# First Contact with the Police



## Russetfur1128 (Jul 23, 2022)

Neighbors called the police today. They tried to act all scary and didn't even know that squatters rights existed in FL. Tried to tell me that adverse possession wasn't a real thing, despite a 2 second Google search proving them wrong. Then they tried to tell me that staying here was technically grand theft and that I better get out or trouble would be coming. 
Then....they completely slipped up in their scare tactics and let slip that the only way I would be forced to leave is if the owner wanted to press charges.
Considering that the owner is dead and without a will or heirs, the property was going to go to county through either probate or missed taxes, I don't think I'll be forced to leave any time soon. Either way, it would have ended in the same place. Now it actually is in use and a home again.


----------



## Matt Derrick (Jul 24, 2022)

That's good to hear, nice job standing your ground. It probably bought you a few months at least, but you might get luck with the deceased status of the owner and be able to stretch that out much longer. Keep us updated!


----------



## Scat (Jul 24, 2022)

Nice. I often find police don't know the law. Do you know if the property was owned outright? If it was financed, it could go up for auction again so be aware.


----------



## Gin (Jul 25, 2022)

Russetfur1128 said:


> Neighbors called the police today. They tried to act all scary and didn't even know that squatters rights existed in FL. Tried to tell me that adverse possession wasn't a real thing, despite a 2 second Google search proving them wrong. Then they tried to tell me that staying here was technically grand theft and that I better get out or trouble would be coming.
> Then....they completely slipped up in their scare tactics and let slip that the only way I would be forced to leave is if the owner wanted to press charges.
> Considering that the owner is dead and without a will or heirs, the property was going to go to county through either probate or missed taxes, I don't think I'll be forced to leave any time soon. Either way, it would have ended in the same place. Now it actually is in use and a home again.

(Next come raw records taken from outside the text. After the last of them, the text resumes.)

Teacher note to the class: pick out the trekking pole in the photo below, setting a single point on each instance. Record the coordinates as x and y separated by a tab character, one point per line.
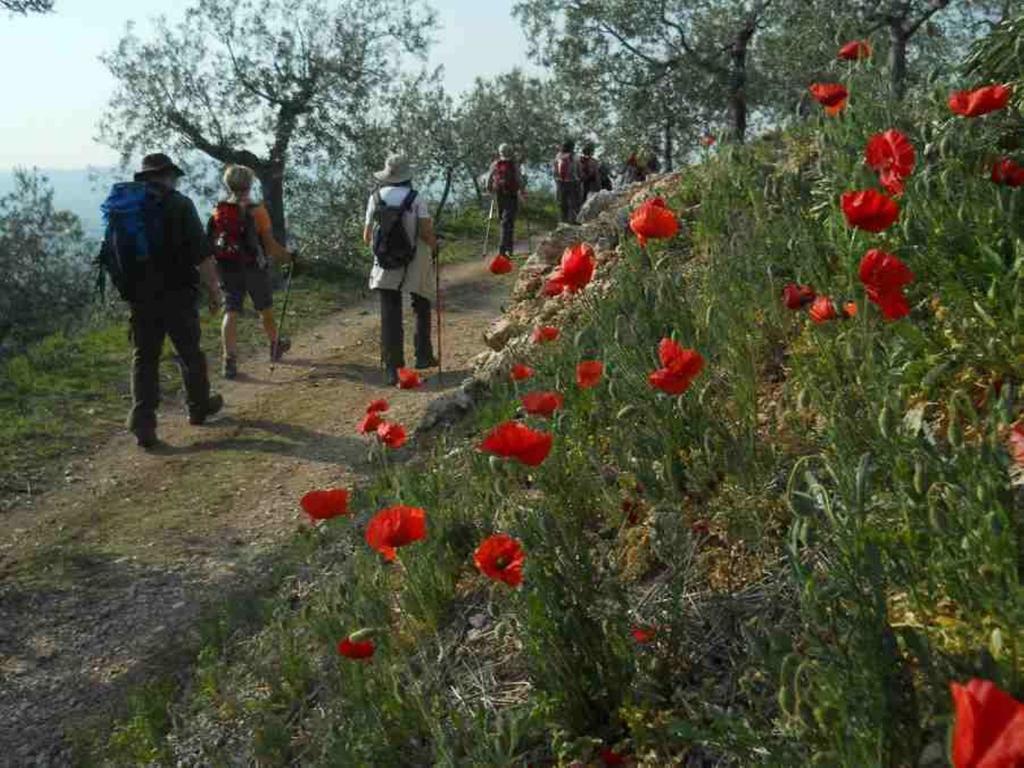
437	302
486	236
284	310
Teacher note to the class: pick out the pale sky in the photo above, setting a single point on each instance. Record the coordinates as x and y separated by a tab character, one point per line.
53	87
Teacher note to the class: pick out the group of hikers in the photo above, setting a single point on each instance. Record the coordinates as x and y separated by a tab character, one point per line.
159	254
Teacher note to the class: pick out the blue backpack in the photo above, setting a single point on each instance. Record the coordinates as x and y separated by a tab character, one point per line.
133	217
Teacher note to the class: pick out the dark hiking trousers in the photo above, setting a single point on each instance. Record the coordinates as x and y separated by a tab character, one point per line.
173	314
393	332
508	209
568	200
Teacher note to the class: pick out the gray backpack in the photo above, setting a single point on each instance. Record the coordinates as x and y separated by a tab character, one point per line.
391	245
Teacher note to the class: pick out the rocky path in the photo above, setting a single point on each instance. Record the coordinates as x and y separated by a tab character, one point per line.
100	582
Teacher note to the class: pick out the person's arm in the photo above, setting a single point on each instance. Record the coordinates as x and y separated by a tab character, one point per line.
264	228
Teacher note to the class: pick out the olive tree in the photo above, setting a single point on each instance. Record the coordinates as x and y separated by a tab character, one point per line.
262	83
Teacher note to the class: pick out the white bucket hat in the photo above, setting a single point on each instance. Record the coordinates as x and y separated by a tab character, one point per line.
396	170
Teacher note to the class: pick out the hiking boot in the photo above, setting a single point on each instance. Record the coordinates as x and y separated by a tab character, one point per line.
213	406
145	437
278	348
431	361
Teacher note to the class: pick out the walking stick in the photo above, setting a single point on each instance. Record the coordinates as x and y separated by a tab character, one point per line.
486	237
284	310
437	302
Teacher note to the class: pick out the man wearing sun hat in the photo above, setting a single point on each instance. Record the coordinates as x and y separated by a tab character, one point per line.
161	286
396	201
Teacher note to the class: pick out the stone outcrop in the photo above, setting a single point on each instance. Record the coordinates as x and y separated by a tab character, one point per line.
605	221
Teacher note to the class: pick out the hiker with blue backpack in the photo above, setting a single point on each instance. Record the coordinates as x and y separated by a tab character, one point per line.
155	251
243	243
400	232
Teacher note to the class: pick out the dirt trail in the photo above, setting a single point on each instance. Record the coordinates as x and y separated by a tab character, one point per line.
102	579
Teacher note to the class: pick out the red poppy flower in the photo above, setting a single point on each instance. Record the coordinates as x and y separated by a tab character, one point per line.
893	157
855	50
885	276
612	759
679	368
1015	443
515	440
578	267
980	101
554	286
409	379
869	210
797	296
325	505
392	435
830	95
653	220
643	635
1008	172
370	423
589	374
520	372
989	730
378	407
356	649
544	334
394	527
822	310
501	557
542	403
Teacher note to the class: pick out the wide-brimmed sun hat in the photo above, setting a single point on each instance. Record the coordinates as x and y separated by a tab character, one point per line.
396	170
157	164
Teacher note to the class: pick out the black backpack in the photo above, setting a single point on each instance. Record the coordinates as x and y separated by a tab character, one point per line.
391	245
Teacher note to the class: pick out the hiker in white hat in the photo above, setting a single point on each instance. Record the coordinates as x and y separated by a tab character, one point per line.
400	232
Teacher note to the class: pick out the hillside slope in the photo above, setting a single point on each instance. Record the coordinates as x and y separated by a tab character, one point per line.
782	557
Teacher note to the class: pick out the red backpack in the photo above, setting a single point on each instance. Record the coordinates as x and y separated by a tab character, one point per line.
505	178
232	235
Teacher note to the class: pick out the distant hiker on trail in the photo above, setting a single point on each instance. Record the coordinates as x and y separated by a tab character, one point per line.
154	251
400	231
242	239
567	188
506	182
594	173
640	165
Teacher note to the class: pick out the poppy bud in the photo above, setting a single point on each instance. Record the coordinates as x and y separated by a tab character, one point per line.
803	399
920	477
954	432
886	421
626	412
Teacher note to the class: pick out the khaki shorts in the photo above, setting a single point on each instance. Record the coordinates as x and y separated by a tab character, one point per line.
239	280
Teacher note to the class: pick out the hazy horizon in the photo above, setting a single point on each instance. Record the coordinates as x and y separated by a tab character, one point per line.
50	117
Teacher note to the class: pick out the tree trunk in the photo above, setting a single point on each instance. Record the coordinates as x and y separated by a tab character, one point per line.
737	83
271	180
449	176
897	58
669	150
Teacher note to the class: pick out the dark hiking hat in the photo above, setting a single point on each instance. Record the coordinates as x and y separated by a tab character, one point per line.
156	165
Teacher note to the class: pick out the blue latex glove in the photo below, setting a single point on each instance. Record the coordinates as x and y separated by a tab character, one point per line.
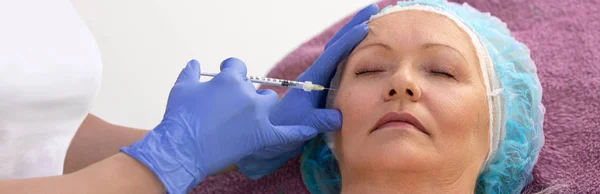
210	125
303	108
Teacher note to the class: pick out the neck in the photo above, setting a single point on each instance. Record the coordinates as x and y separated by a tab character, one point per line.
414	182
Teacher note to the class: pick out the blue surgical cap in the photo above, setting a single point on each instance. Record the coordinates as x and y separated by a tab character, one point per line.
514	97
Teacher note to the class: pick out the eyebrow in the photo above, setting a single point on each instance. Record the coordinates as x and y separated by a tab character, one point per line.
429	45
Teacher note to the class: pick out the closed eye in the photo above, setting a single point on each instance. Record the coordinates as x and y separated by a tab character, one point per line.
368	71
443	73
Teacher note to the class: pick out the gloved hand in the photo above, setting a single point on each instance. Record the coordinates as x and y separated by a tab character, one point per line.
302	108
210	125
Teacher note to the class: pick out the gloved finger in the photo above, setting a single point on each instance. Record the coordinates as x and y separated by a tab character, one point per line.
362	16
269	98
291	134
235	66
324	120
324	67
190	73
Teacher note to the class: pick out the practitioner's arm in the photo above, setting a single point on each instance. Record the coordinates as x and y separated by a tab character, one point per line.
96	140
117	174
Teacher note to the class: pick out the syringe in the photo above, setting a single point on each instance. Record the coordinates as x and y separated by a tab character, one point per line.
306	86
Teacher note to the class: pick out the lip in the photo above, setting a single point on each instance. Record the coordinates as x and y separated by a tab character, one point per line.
402	118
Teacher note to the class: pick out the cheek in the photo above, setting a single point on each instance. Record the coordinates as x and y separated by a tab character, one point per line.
460	117
356	102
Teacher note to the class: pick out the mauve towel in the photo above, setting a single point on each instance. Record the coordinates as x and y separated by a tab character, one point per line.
564	40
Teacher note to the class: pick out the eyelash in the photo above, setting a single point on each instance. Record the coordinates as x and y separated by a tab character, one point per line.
368	70
442	72
374	70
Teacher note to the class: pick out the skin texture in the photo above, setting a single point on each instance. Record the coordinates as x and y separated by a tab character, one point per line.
116	174
423	64
97	139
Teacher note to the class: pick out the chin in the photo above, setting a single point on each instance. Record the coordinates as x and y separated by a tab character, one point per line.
389	153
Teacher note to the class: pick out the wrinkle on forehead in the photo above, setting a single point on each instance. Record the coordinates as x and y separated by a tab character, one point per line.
414	28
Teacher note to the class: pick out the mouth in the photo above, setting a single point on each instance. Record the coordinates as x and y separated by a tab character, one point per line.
399	120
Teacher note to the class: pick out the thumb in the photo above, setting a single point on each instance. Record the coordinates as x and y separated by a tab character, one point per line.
291	134
324	120
234	65
190	73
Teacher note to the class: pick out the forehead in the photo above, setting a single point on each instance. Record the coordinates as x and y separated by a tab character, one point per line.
413	28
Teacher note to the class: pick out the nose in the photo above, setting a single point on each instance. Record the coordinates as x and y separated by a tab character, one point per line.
403	86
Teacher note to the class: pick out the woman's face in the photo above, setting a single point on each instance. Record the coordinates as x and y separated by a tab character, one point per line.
412	64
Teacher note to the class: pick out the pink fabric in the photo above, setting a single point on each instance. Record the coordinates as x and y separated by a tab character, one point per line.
564	40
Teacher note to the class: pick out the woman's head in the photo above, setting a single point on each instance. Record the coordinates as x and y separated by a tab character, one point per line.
423	67
438	67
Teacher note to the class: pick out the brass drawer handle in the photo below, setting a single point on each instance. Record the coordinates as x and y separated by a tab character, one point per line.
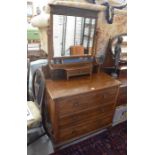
76	104
74	132
102	110
74	118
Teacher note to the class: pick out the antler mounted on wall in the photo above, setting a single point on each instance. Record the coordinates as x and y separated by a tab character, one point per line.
110	11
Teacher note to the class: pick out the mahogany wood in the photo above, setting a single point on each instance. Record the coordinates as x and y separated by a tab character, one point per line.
81	105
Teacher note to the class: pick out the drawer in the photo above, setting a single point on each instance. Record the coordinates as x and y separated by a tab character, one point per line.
74	132
78	72
92	114
72	104
122	96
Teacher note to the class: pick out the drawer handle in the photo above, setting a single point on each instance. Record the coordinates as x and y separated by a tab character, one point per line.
76	104
74	132
74	118
102	110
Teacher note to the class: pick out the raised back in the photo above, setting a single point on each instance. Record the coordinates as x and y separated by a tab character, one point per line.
61	47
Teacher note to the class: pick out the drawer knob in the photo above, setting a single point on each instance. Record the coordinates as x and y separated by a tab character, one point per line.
76	104
74	118
74	132
102	110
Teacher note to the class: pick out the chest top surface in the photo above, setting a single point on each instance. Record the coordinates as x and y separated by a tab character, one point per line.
79	85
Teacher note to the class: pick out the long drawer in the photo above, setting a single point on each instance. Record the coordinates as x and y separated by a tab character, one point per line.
73	132
84	116
70	105
122	96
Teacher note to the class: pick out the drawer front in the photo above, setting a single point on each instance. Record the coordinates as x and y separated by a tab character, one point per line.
122	96
70	105
79	71
74	132
92	114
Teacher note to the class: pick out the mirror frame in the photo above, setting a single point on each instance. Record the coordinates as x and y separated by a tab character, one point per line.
113	39
70	11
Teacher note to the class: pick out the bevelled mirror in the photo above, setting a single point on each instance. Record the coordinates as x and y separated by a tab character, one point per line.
123	54
70	32
72	38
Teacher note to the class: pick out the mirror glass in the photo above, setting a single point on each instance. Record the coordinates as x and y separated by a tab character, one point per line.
123	54
73	35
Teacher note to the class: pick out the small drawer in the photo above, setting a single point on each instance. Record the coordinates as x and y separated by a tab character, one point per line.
92	114
122	96
77	103
78	72
85	128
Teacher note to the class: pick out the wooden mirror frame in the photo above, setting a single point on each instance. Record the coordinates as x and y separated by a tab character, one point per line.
70	11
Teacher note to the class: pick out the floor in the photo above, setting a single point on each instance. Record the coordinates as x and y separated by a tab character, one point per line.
42	146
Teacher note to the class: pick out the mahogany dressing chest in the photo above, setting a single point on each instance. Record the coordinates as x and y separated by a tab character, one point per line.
81	105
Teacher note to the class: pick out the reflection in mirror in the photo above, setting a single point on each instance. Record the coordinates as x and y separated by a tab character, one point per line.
73	35
123	54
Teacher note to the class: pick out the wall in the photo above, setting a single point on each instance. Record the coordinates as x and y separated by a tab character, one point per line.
107	31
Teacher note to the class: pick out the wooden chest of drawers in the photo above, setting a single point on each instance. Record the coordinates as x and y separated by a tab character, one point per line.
81	105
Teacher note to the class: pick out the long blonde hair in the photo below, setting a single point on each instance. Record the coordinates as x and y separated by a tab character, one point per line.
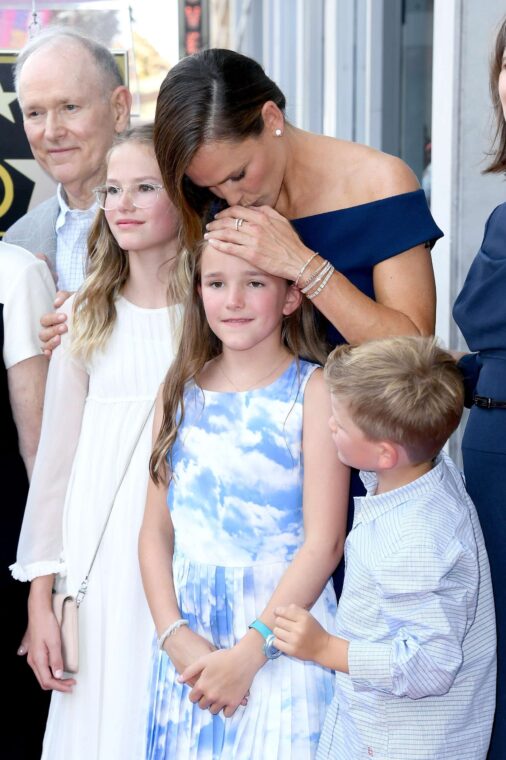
94	311
198	345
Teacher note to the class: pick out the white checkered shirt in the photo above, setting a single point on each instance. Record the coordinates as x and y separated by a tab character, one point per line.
72	228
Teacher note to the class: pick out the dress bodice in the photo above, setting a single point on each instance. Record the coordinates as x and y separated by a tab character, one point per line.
236	493
117	372
355	239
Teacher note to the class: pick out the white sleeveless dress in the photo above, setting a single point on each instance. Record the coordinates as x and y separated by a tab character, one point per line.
92	415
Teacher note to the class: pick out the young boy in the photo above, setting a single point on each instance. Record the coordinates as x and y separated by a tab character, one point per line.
415	650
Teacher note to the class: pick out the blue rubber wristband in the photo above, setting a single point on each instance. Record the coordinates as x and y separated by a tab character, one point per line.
262	629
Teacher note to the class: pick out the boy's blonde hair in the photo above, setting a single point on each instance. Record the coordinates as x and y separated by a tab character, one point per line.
406	390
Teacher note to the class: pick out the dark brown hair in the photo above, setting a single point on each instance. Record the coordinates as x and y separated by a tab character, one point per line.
198	344
213	95
498	153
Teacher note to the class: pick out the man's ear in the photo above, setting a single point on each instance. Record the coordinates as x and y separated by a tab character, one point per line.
293	300
121	101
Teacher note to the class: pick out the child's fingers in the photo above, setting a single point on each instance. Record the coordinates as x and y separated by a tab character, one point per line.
293	612
190	673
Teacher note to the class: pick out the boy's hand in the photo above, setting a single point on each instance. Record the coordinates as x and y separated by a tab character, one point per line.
298	634
223	679
185	648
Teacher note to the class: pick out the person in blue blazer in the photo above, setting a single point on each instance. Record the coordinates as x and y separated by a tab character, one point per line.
480	312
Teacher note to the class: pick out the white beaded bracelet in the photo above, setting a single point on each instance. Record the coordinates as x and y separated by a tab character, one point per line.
173	627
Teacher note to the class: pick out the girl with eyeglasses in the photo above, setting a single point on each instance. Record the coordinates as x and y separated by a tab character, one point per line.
101	385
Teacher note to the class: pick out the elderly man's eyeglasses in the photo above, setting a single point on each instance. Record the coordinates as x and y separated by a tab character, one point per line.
142	195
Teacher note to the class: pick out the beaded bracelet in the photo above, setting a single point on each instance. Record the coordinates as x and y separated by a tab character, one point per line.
320	287
170	631
316	278
303	269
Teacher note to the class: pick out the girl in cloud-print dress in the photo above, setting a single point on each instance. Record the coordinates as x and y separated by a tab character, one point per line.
243	531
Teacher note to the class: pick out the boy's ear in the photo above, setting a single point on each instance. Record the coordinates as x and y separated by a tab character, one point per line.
293	300
388	455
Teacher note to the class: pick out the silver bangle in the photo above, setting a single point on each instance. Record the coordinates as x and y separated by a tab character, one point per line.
303	269
173	627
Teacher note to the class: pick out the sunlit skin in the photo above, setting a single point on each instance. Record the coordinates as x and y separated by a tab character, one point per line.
502	84
298	634
245	173
70	120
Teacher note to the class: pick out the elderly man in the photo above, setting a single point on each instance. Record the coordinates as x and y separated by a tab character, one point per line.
73	103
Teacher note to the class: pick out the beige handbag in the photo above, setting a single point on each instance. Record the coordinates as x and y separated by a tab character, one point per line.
65	606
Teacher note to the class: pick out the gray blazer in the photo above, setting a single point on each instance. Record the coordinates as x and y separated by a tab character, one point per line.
36	230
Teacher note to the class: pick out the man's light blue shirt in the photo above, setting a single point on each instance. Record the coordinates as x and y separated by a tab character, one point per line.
72	228
417	609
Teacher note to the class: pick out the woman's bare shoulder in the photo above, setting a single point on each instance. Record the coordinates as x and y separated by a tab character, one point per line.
378	174
350	174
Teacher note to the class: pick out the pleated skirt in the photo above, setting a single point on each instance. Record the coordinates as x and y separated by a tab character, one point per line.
288	698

If you seriously want to keep it, make sure you pay the taxes. Don't slip there. It's your in


----------



## TheUndeadPhoenix (Jul 26, 2022)

Gin said:


> If you seriously want to keep it, make sure you pay the taxes. Don't slip there. It's your in



Exactly this, the biggest thing a lot of squatters forget to do is to pay property taxes


----------



## Alien Gold (Jul 30, 2022)

Gin said:


> If you seriously want to keep it, make sure you pay the taxes. Don't slip there. It's your in



Really, shayt, I never knew this was a thing in the states lucky ppl


----------